The program TargetScanHuman (TSH, release 7.2) (Agarwal et al. 2015) was used to perform the miRNA target predictions. The perl-based pipeline used by the authors (, together with the ViennaRNA package (Lorenz et al. 2011), were implemented locally and adapted to our needs of performing predictions from a custom miRNA dataset. This pipeline is composed by three different steps: (1) target site identification across the set of 3′UTR regions of the human genome, (2) the probability of conserved targeting (Pct) calculations and (3) the calculations of the context +  + scores, which integrates different genomic features implicated in targeting efficiency. miRNA families and species information were downloaded from the Data Download page. To calculate the Pct parameters, the 3′UTR dataset from the GENCODE version 19 (Ensembl 75) was obtained as a 84-way alignment from the same download page. As described in Agarwal et al. (2015), only the longest 3′UTR isoform of each gene was used as representative transcripts. To account for the miRNA variation in the target predictions, the variable positions in the miRNA seed regions (ancestral and derived states) were considered and incorporated into the TSH pipeline. Two different miRNA datasets were obtained when accounting for the ancestral and derived alleles of the SNPs found in the seed regions. As described in Agarwal et al. (2015), the accumulated weighted-scores per target gene were calculated as the sum of the individual target site weighted-scores, which is the final score associated with each target gene. As suggested by the authors, in order to remove the potential false positives we applied a custom per-site-based filtering strategy. Since negative weighted scores are associated with mRNA repression, only the per-site weighted scores below zero are considered and, from these, the per-miRNA 50th percentile was used as threshold to obtain the putative true target sites in each miRNA. To analyse the overlap between the predicted targets of the derived and ancestral miRNA alleles, we used the cosine similarity (Hill et al. 2014), which is calculated by the total number of overlapping genes divided by the square root of the product of the number of targets of both alleles.

Analysis of expression levels and expression variation

The catalogue of expression Quantitative Trait Loci (eQTLs) provided by the Genotype-Tissue Expression (GTEx) Project (Aguet et al. 2017) was used to assess the implication of miRNA-harbouring variants in expression variation.
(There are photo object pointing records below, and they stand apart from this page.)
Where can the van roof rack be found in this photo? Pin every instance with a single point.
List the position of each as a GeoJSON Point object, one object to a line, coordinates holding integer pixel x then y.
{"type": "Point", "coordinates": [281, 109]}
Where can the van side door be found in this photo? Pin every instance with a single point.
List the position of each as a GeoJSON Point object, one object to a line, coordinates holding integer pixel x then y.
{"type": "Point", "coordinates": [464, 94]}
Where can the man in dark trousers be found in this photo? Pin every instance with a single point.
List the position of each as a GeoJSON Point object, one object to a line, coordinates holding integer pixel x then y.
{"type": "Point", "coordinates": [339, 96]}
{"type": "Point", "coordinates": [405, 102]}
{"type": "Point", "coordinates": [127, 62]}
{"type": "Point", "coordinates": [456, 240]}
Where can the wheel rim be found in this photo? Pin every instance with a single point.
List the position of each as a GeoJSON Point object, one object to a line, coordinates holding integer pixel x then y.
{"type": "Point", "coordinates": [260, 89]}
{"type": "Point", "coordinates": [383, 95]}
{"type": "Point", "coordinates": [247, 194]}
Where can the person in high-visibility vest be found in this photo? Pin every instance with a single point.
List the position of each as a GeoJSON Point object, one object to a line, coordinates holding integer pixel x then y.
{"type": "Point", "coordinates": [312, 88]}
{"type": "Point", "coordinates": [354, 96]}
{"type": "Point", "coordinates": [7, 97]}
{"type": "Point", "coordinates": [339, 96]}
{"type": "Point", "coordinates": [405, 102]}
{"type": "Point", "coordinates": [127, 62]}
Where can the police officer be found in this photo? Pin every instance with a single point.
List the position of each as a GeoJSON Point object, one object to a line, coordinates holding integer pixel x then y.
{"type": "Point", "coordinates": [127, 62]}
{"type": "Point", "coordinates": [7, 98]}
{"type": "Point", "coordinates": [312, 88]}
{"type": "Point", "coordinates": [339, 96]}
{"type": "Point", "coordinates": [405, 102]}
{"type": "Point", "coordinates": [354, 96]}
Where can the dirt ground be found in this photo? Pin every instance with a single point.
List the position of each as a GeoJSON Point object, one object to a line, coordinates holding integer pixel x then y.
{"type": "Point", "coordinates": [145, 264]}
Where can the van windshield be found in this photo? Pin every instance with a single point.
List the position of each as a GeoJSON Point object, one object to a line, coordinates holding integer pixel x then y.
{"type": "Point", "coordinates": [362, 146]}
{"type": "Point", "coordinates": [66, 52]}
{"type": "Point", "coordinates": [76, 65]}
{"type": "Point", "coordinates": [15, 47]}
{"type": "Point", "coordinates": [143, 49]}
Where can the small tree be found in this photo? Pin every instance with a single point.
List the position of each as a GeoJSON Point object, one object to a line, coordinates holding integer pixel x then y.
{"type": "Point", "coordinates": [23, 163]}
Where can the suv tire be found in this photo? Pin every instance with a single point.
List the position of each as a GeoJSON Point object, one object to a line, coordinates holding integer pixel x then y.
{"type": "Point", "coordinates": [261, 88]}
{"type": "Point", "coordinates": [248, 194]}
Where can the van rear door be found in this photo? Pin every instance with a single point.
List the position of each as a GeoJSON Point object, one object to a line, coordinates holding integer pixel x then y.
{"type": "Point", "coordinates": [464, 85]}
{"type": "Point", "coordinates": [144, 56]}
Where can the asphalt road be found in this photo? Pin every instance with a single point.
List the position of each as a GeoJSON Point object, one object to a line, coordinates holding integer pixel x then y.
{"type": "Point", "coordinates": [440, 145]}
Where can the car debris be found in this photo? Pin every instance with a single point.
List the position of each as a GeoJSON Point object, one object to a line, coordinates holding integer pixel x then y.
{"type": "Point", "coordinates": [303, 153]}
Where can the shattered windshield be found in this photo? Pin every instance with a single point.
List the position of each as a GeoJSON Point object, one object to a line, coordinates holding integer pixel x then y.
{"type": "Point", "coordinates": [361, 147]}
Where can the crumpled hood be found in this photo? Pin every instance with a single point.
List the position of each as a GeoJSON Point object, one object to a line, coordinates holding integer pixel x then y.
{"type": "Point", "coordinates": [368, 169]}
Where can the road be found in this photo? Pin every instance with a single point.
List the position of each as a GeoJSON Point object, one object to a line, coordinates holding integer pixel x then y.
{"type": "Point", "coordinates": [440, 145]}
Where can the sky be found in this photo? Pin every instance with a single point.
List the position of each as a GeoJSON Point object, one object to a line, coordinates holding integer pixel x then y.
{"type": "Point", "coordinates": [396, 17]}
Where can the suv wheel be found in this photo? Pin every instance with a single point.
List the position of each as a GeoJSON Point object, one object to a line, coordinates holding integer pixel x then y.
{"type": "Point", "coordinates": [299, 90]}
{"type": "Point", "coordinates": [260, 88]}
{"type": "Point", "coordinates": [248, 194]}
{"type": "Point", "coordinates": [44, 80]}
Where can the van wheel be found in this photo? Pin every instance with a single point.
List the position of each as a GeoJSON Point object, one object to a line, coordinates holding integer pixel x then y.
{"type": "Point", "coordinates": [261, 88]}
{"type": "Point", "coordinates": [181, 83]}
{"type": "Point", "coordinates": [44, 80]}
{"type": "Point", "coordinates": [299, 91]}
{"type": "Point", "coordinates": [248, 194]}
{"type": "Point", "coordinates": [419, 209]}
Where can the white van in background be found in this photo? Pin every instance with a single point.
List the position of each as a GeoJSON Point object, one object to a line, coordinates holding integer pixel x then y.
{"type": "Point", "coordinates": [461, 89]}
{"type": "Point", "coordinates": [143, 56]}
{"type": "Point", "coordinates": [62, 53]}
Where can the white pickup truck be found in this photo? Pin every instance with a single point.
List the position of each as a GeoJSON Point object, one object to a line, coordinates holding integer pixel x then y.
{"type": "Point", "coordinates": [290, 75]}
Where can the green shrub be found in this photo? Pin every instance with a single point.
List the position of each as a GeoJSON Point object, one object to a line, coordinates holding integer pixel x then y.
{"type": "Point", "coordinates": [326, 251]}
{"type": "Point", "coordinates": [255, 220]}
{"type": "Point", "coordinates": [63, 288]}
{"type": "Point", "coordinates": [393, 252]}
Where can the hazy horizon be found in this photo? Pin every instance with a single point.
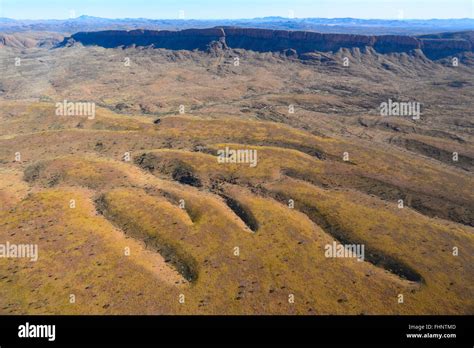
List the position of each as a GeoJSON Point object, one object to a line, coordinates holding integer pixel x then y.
{"type": "Point", "coordinates": [243, 9]}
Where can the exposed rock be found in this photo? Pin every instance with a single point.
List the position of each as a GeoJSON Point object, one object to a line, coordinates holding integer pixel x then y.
{"type": "Point", "coordinates": [291, 43]}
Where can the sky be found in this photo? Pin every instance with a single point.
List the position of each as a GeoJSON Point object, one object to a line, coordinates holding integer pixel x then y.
{"type": "Point", "coordinates": [232, 9]}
Expression data from 16 different human tissues (bladder, blood, brain, breast, hair follicle, liver, lung, nasopharynx, pancreas, placenta, plasma, saliva, semen, serum, sperm and testis) was taken from Panwar et al. (2017). We used 2085 mature miRNAs from this dataset for which evolutionary age was available. Reads per million (RPM) values were analysed for each mature miRNA separately, whose conservation status were determined by the precursor molecule following the classification criteria described before. A miRNA was considered to be expressed in a specific tissue when its reads were unequal to zero in at least one sample from that tissue. For the comparative analyses of the expression levels among conservation groups we took the total number of reads in the 16 tissues for all the miRNAs within each group.